Dear friend, I want to encourage you to be free!

There is freedom to speak of the circumstances you have endured, the pain you have experienced, the wrongs committed against you, but I challenge you to do so with respect toward your offender(s).

What is it that you have learned through that trial? Where is it that you can grow? What is it about this has brought you closer to Jesus? How can you help or encourage others through your own experiences? Who are you in Jesus and how has your identity in Him become more solidified through the destruction of these circumstances?

Slander, and wagging your tongue to gossip, will do nothing by destroy. It’ll destroy trust, relationship, friendship, and intimacy, but more than that your own soul…for the tongue is lit on fire by hell itself. I couldn’t encourage you enough to kill any desire to speak poorly of others.

Guard your words, protect them, and keep them in check…but don’t ever let that lead you toward isolation and silence.

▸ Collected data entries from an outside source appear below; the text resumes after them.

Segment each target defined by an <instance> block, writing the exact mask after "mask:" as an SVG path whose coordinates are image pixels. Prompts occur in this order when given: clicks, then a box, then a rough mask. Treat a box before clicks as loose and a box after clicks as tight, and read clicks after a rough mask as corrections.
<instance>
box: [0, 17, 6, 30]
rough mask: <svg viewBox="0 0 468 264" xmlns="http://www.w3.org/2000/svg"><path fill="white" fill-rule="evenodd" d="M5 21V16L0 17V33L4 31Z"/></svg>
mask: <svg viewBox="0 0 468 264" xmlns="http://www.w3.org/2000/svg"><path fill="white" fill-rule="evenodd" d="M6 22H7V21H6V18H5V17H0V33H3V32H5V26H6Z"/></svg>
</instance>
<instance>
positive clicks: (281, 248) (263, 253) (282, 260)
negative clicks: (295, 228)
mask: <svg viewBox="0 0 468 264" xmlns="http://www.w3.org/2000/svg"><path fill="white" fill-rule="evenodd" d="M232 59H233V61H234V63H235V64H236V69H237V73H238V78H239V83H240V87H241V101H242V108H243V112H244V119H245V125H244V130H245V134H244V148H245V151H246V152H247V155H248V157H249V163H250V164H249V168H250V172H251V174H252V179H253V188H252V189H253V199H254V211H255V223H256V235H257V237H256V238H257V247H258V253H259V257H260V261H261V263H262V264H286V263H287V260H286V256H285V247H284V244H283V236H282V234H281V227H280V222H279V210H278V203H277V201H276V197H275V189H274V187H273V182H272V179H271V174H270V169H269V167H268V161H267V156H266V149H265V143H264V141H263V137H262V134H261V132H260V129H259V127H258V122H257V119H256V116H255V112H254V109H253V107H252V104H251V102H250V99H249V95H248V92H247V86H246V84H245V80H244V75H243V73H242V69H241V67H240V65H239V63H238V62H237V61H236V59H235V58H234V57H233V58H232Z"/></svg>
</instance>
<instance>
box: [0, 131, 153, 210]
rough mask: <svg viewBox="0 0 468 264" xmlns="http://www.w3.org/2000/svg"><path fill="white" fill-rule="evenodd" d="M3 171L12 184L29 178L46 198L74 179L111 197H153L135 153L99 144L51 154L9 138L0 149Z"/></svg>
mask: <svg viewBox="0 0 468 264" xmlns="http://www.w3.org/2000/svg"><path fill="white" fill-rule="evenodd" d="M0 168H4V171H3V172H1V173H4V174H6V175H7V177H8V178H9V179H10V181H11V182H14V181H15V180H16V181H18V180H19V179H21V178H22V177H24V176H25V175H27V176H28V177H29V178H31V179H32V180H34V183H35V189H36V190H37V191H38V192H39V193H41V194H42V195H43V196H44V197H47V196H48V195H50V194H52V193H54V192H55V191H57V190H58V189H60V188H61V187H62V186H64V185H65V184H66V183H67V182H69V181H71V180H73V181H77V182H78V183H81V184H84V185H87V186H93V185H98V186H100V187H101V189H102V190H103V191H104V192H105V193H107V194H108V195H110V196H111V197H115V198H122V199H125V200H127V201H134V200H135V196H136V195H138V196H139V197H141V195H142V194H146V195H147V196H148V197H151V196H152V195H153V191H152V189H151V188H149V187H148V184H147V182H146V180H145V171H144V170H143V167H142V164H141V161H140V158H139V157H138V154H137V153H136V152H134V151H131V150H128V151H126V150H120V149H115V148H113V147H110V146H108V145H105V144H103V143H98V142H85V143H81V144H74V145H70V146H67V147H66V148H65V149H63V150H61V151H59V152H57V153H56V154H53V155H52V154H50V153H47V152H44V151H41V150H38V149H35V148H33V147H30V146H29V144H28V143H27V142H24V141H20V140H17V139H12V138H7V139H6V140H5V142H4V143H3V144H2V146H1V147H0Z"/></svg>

This is an opportunity to speak of Jesus.

Move fearlessly in, through, and on from your struggles and as you do be diligent to seek out how you might know Jesus more fully and more completely. Rather than replay conversations in your mind with those who have wronged you, use your time to instead pray through your suffering that you might draw near to the Giver of all life more intimately.

The Word is clear that we are to show honor. And showing honor even means toward people that have not been honorable…for the act of showing honor has far less to do with the person receiving it as it does the person offering it.

Use your pain, circumstances and hardship to speak of Jesus. Boast in your own weakness that HIS strength might be proclaimed through you! Speak boldly of the work He is doing in your life amidst the joys and triumphs, but especially amidst the sorrows and suffering. He is using this, yes, even this, to do a great work in you and through you…will you share that with those around you?